Hey Lindskou.

I figure you are having trouble, so I'll start you with a hint.

For the first one you have y(n+1) = a(n)y(n) + c(n). Now going along you have

y(n+2)

= a(n+1)y(n+1) + c(n+1)

= a(n+1)[a(n)y(n) + c(n)] + c(n+1)

= a(n+1)a(n)y(n) + c(n)a(n+1) + c(n+1)

y(n+3)

= a(n+3)y(n+3) + c(n+3)

= a(n+3)[y(n+2)a(n+2) + c(n+2)] + c(n+3)

= a(n+3)a(n+2)a(n+1)a(n)y(n) + c(n)a(n+3)a(n+2)a(n+1) + a(n+3)a(n+2)c(n+1) + a(n+3)c(n+2) + c(n+3)
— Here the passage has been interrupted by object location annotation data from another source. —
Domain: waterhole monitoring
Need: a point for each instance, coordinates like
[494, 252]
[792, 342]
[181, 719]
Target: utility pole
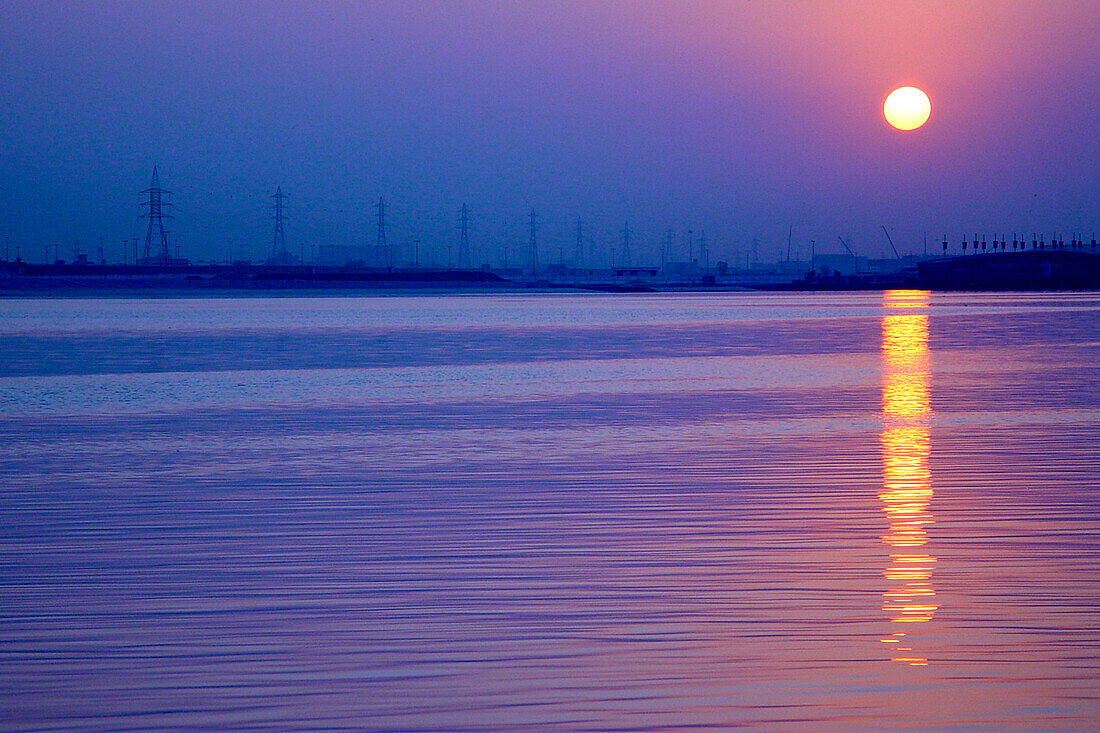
[156, 238]
[464, 259]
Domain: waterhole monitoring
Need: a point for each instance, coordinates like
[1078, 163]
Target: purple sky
[738, 118]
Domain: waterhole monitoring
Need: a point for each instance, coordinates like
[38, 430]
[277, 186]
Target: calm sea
[834, 512]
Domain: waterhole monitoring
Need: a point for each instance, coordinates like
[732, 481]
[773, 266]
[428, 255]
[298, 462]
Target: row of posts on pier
[1038, 242]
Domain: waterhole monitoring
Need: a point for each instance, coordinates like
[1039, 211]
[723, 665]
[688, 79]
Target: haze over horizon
[736, 119]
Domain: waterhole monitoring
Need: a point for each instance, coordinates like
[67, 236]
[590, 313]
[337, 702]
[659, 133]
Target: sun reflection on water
[906, 481]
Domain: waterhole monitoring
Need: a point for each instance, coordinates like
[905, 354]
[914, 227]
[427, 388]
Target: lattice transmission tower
[626, 244]
[464, 259]
[535, 241]
[156, 237]
[579, 252]
[278, 243]
[384, 252]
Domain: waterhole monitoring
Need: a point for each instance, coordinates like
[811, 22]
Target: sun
[906, 108]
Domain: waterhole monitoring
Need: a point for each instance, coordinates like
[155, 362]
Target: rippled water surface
[581, 513]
Now if the a's and c's are constant you got in the above

= a^3y(n) + ca^3 + ca^2 + ac + c

= a^3y(n) + c[a^3 + a^2 + a + 1]

which is approaching that formula.

For back-substitution you should use y(n) (from the series) with y(n+1) (use n = n+1 instead of a normal n) and then see if you can re-arrange the expression so that you get the solution for y(n+1) = a(n)y(n) + c(n) and this is simply expanding the series out on both sides and collecting terms.